Your healthcare provider may recommend one or more of these treatments:

  • Topical therapy: Topical lidocaine or compounded creams may help with the pain associated with this condition.
  • Pelvic floor physical therapy: A physical therapist will teach you how to relax your pelvic floor muscles.
  • Vaginal dilator therapy: Vaginal dilators are tube-shaped devices that come in various sizes. Their primary purpose is to stretch the vagina. People with vaginismus use dilators to become more comfortable with, and less sensitive to, vaginal penetration. Your provider may recommend first applying a topical numbing cream to the outside of the vagina to make insertion easier.

  • Kegel Exercises: Kegel exercises cause the repeated contraction and relaxation of the pelvic muscles.
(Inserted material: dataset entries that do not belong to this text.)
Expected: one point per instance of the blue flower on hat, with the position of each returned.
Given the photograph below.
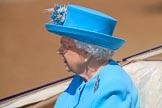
(59, 14)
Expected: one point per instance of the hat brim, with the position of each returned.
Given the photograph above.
(90, 37)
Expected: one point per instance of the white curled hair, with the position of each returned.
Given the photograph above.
(97, 52)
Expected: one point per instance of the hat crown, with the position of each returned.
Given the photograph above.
(89, 20)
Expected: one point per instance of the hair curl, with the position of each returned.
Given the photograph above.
(97, 52)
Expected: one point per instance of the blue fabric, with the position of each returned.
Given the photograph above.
(89, 26)
(115, 89)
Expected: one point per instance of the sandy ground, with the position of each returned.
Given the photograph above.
(28, 52)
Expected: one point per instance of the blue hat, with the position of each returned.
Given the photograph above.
(85, 25)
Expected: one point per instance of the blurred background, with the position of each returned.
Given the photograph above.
(28, 55)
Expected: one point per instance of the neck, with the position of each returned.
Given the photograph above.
(92, 68)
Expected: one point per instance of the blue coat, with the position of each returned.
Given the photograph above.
(110, 88)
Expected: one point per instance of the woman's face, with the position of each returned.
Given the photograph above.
(73, 57)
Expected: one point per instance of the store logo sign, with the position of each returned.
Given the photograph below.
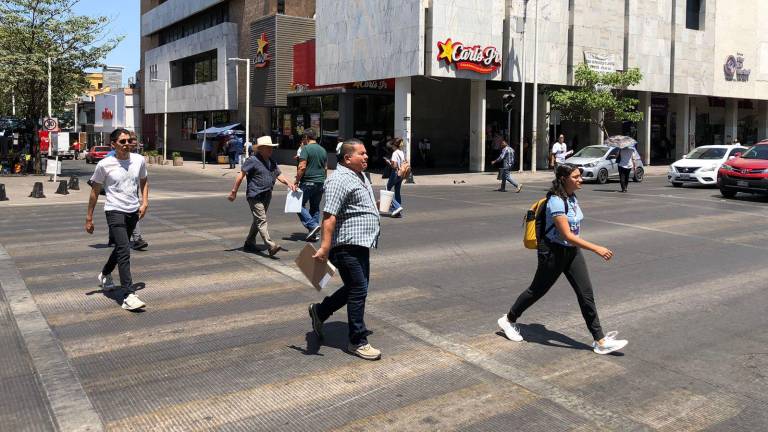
(734, 68)
(475, 58)
(262, 56)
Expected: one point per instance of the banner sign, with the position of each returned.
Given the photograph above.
(475, 58)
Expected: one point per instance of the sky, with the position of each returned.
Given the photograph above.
(125, 16)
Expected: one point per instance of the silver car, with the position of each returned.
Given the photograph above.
(599, 164)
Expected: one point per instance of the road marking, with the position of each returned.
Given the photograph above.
(71, 408)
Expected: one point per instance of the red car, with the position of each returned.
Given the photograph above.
(95, 154)
(746, 173)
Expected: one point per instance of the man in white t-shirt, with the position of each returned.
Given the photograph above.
(122, 176)
(559, 152)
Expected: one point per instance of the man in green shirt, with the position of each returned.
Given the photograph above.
(310, 178)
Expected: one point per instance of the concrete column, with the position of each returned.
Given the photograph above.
(731, 120)
(540, 152)
(477, 126)
(682, 124)
(644, 129)
(403, 113)
(762, 120)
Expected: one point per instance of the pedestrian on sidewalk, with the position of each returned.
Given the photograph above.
(310, 177)
(507, 160)
(122, 176)
(560, 252)
(351, 227)
(261, 171)
(397, 160)
(626, 163)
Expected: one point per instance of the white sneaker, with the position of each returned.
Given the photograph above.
(132, 302)
(610, 344)
(510, 329)
(105, 282)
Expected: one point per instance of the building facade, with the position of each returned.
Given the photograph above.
(705, 75)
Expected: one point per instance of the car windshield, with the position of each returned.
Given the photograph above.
(756, 152)
(707, 153)
(591, 151)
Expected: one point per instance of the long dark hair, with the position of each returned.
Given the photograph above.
(562, 172)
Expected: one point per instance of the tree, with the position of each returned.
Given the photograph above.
(596, 92)
(33, 30)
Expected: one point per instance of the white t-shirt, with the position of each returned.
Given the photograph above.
(560, 151)
(120, 180)
(398, 157)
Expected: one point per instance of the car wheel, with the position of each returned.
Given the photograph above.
(602, 176)
(727, 193)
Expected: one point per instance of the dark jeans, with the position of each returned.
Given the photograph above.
(624, 177)
(352, 263)
(568, 260)
(313, 193)
(121, 226)
(396, 182)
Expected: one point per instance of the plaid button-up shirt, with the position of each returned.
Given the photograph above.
(349, 197)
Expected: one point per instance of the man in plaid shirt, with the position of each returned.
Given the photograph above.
(351, 226)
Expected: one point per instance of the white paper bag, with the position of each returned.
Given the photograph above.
(293, 201)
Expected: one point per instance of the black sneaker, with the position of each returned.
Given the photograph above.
(317, 324)
(140, 244)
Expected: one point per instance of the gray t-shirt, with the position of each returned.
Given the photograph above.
(120, 180)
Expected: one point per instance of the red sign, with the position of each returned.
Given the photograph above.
(475, 58)
(262, 56)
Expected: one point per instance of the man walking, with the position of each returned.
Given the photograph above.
(122, 176)
(626, 163)
(507, 159)
(262, 172)
(351, 227)
(310, 176)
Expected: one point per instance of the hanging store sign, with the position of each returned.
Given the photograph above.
(734, 68)
(475, 58)
(262, 56)
(600, 62)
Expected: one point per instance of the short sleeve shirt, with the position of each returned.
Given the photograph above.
(261, 175)
(120, 180)
(556, 207)
(349, 197)
(316, 158)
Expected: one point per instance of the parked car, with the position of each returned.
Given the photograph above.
(598, 164)
(97, 153)
(746, 173)
(700, 166)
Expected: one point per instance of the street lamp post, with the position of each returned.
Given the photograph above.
(165, 118)
(247, 99)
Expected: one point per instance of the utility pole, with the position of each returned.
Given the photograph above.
(534, 135)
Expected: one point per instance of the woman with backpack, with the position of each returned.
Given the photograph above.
(559, 251)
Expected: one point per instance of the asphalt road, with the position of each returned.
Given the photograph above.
(225, 342)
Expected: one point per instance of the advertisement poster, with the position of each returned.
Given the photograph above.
(287, 124)
(314, 120)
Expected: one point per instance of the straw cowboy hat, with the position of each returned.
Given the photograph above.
(265, 140)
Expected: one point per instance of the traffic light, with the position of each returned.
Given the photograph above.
(508, 101)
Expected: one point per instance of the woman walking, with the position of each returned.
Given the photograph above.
(560, 252)
(395, 181)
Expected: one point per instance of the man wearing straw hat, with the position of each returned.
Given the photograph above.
(262, 172)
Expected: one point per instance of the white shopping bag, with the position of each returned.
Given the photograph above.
(293, 201)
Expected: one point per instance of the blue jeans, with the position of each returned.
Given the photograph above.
(506, 177)
(354, 269)
(396, 182)
(313, 193)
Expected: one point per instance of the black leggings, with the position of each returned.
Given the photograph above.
(568, 260)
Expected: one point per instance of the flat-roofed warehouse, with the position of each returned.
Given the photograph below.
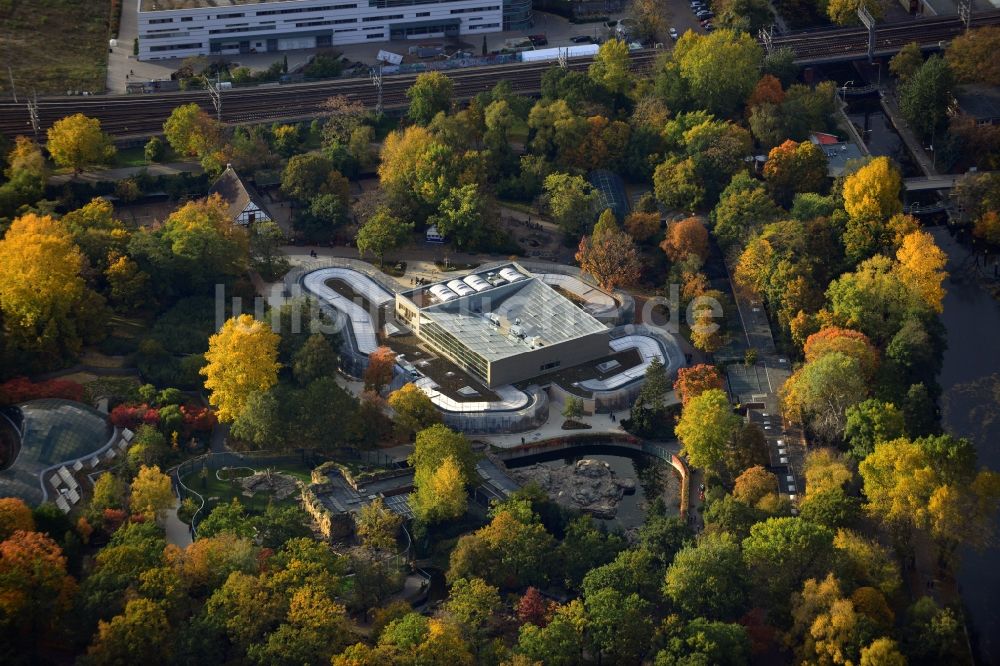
(183, 28)
(503, 325)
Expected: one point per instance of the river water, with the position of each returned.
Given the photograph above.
(970, 404)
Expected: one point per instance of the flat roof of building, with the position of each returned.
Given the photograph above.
(164, 5)
(511, 318)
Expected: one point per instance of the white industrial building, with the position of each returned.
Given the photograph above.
(182, 28)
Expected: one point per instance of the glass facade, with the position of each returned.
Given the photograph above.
(517, 15)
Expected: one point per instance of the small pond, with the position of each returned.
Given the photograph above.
(653, 478)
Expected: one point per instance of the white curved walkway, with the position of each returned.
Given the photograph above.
(361, 321)
(648, 349)
(510, 399)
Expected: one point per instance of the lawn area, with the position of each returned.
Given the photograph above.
(54, 45)
(218, 492)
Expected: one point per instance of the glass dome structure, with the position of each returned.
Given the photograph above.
(40, 435)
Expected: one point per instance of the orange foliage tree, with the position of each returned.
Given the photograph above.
(684, 238)
(35, 590)
(852, 343)
(378, 374)
(692, 382)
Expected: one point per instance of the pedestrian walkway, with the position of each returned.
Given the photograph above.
(913, 144)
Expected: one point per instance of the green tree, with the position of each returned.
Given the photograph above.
(619, 625)
(430, 94)
(571, 200)
(77, 141)
(314, 360)
(610, 68)
(414, 410)
(702, 641)
(140, 634)
(191, 131)
(443, 465)
(906, 63)
(463, 217)
(720, 69)
(708, 579)
(377, 526)
(781, 553)
(926, 96)
(705, 429)
(381, 233)
(871, 422)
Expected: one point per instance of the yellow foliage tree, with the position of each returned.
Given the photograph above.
(921, 267)
(41, 291)
(242, 360)
(152, 493)
(76, 141)
(443, 497)
(872, 192)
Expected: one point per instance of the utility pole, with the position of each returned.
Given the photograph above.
(869, 22)
(33, 113)
(13, 89)
(965, 12)
(377, 82)
(767, 36)
(216, 94)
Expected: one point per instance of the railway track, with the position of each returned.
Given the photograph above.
(136, 115)
(816, 46)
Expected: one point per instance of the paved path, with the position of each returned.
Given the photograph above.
(121, 173)
(177, 532)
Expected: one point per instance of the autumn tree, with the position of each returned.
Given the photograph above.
(609, 254)
(926, 97)
(642, 226)
(720, 68)
(687, 237)
(35, 590)
(77, 141)
(821, 391)
(795, 167)
(443, 465)
(14, 516)
(140, 634)
(921, 267)
(851, 343)
(204, 242)
(414, 410)
(381, 233)
(242, 359)
(377, 526)
(191, 131)
(706, 426)
(47, 309)
(152, 493)
(872, 192)
(378, 373)
(695, 380)
(430, 94)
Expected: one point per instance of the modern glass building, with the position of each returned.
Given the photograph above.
(503, 326)
(40, 436)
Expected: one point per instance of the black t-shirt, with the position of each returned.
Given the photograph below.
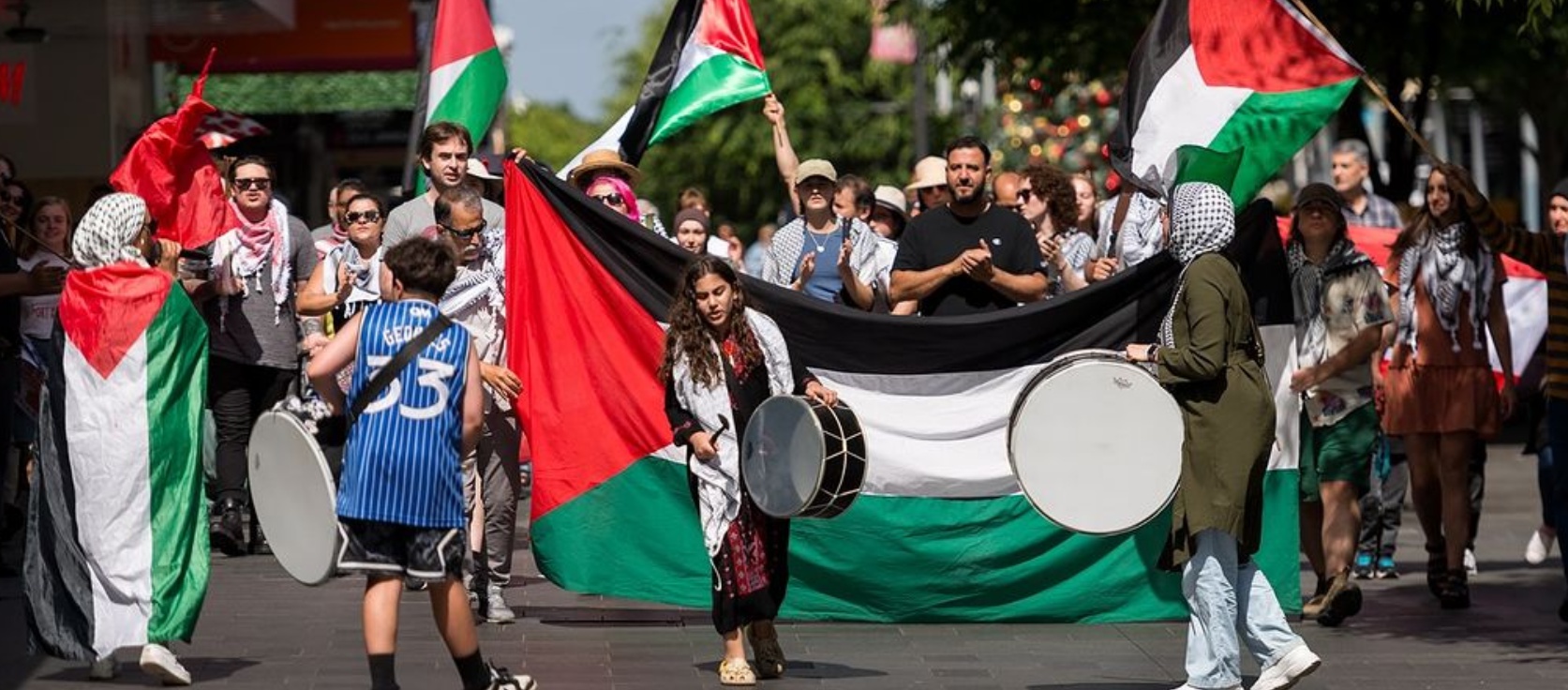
(938, 237)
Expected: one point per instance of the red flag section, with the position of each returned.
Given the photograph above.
(104, 311)
(463, 28)
(172, 170)
(1261, 46)
(728, 25)
(587, 354)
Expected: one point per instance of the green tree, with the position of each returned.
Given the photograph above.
(841, 105)
(551, 132)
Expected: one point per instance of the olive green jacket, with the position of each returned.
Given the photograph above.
(1216, 373)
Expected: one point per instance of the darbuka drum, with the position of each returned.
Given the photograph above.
(1095, 442)
(801, 458)
(295, 498)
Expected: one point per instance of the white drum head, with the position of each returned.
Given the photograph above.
(295, 498)
(1097, 444)
(781, 455)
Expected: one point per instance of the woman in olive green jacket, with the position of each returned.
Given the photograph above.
(1211, 361)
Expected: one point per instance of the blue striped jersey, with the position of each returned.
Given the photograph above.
(402, 459)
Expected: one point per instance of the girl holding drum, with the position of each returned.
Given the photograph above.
(722, 361)
(1211, 359)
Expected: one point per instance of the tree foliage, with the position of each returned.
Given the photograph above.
(1505, 51)
(839, 104)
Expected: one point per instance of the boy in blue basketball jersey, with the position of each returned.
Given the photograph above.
(400, 496)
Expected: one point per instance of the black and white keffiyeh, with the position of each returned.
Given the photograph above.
(1449, 275)
(1203, 220)
(1307, 291)
(109, 230)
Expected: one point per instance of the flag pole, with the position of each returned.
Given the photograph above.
(1376, 88)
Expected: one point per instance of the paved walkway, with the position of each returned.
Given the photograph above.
(262, 631)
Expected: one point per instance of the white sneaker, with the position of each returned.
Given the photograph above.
(1539, 548)
(105, 668)
(1290, 670)
(158, 662)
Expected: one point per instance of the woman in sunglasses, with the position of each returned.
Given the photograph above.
(349, 277)
(248, 300)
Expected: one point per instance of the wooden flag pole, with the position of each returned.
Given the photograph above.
(1377, 90)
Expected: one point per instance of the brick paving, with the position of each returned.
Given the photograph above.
(262, 631)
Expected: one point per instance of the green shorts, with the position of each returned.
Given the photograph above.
(1339, 452)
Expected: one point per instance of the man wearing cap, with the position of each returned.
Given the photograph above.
(444, 154)
(929, 186)
(1341, 308)
(968, 256)
(1351, 167)
(806, 249)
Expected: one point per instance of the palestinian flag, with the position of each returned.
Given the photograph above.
(941, 532)
(468, 76)
(116, 549)
(1232, 76)
(708, 60)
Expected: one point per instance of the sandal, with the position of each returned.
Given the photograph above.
(766, 645)
(736, 671)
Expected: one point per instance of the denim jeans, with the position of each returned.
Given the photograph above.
(1558, 433)
(1225, 598)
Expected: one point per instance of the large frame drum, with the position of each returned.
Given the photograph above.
(295, 498)
(1097, 442)
(801, 458)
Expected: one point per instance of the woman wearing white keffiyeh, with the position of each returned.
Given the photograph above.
(1441, 394)
(1211, 361)
(722, 361)
(253, 331)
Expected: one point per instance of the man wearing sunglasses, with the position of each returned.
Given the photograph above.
(493, 472)
(444, 154)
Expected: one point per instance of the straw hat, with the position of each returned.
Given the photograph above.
(603, 160)
(930, 172)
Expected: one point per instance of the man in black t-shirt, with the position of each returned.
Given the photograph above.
(969, 256)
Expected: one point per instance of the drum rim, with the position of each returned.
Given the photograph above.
(1011, 422)
(815, 422)
(326, 477)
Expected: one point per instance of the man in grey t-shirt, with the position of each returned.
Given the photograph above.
(444, 154)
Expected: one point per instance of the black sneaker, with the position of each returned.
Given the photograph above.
(502, 680)
(228, 529)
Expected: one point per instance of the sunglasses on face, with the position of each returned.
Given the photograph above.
(364, 215)
(245, 184)
(465, 234)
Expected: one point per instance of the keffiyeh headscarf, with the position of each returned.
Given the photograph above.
(1449, 275)
(1203, 220)
(109, 230)
(245, 249)
(1307, 289)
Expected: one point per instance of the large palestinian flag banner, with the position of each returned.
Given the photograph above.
(941, 533)
(1232, 76)
(116, 545)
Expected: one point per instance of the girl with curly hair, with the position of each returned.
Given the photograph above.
(722, 361)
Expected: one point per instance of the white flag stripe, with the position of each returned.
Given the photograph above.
(1181, 110)
(110, 464)
(441, 82)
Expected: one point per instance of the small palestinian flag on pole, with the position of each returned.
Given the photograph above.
(1232, 76)
(468, 76)
(708, 62)
(116, 546)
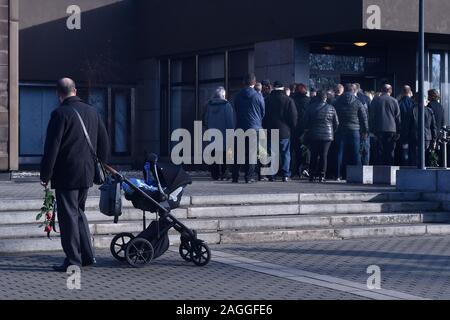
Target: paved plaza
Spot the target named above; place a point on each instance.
(411, 268)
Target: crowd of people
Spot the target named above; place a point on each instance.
(322, 132)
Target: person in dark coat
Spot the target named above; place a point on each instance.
(219, 115)
(321, 122)
(365, 141)
(281, 114)
(412, 131)
(68, 164)
(300, 162)
(353, 126)
(439, 114)
(438, 109)
(385, 123)
(249, 107)
(406, 104)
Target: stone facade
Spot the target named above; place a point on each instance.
(4, 84)
(9, 85)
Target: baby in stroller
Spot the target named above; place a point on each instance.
(160, 193)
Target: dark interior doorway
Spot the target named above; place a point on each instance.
(369, 82)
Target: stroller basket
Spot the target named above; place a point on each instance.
(161, 198)
(173, 180)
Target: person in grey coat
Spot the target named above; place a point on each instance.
(321, 123)
(219, 115)
(385, 122)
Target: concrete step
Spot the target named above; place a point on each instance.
(335, 233)
(128, 214)
(42, 244)
(245, 223)
(303, 197)
(311, 208)
(299, 221)
(33, 230)
(23, 245)
(7, 205)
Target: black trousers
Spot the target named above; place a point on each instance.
(250, 169)
(219, 171)
(319, 158)
(386, 149)
(74, 227)
(300, 160)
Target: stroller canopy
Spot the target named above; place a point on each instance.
(172, 176)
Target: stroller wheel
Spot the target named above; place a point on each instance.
(119, 244)
(139, 252)
(200, 254)
(185, 251)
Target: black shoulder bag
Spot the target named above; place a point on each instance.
(100, 174)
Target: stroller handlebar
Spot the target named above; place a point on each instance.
(112, 171)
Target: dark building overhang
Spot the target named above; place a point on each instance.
(170, 27)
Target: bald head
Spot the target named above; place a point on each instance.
(387, 88)
(66, 88)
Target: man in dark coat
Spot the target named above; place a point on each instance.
(406, 104)
(385, 123)
(439, 114)
(68, 164)
(353, 126)
(412, 130)
(249, 108)
(281, 114)
(302, 102)
(365, 141)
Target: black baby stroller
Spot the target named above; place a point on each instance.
(150, 244)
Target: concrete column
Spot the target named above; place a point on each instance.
(284, 60)
(148, 113)
(9, 85)
(14, 86)
(4, 79)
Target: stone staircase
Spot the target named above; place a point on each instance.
(251, 218)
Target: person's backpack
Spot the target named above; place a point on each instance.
(111, 198)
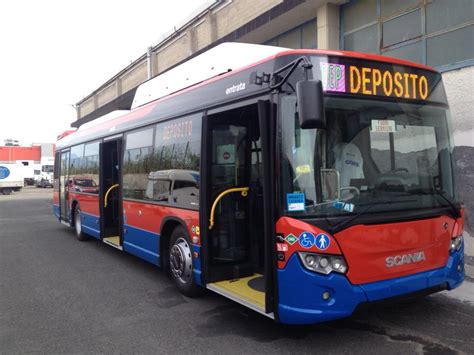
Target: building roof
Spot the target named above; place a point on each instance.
(13, 153)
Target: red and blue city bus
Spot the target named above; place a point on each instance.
(299, 183)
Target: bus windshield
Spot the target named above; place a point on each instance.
(374, 154)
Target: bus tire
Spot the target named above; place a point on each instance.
(78, 224)
(181, 263)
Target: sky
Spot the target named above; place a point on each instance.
(53, 53)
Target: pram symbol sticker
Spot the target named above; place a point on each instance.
(322, 241)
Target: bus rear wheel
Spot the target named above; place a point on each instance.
(181, 263)
(78, 224)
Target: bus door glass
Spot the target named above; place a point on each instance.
(63, 189)
(109, 187)
(234, 234)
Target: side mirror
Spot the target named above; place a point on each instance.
(309, 95)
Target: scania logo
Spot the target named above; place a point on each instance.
(398, 260)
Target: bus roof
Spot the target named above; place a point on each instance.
(181, 98)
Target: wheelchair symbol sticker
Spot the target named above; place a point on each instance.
(306, 240)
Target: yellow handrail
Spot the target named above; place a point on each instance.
(242, 190)
(107, 193)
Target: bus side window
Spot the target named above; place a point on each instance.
(186, 193)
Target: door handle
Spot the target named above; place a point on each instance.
(107, 193)
(243, 191)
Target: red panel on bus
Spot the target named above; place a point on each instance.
(385, 251)
(150, 217)
(294, 235)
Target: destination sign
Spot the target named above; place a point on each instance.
(377, 79)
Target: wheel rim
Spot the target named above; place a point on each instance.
(180, 261)
(77, 221)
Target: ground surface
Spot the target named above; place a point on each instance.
(58, 295)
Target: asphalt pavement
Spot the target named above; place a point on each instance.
(59, 295)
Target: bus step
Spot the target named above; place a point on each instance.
(246, 291)
(113, 241)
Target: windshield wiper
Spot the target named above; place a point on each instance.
(345, 222)
(453, 207)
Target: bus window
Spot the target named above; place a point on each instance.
(137, 163)
(90, 164)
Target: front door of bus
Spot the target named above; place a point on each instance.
(234, 238)
(63, 187)
(110, 197)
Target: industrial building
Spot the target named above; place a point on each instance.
(438, 33)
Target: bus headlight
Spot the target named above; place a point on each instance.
(456, 243)
(322, 263)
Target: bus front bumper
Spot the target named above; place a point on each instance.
(301, 291)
The exercises can help improve control over the vaginal muscles.
  • Cognitive behavioral therapy (CBT): CBT helps you understand how your thoughts affect your emotions and behaviors. It’s an effective treatment for anxiety, depression and post-traumatic stress disorder (PTSD).
  • Education and counseling: Providing information about the sexual anatomy and sexual response cycle can help the individual understand their pain and the processes their body is going through.
  • Sex therapy: Trained sex therapists work with individuals and couples to help them find pleasure again in their sexual relationships.
  • Surgery: in some cases, where there may have been previous surgical trauma, or an obstruction which narrows the vagina, surgery may be necessary. The patient will undergo an anaesthetic and a small amount of tissue is removed.

Prevention of vaginismus

This condition cannot be prevented as the cause of the disease can be a past traumatic incident or a fear. Also, you will only get to know about the condition while attempting vaginal penetration.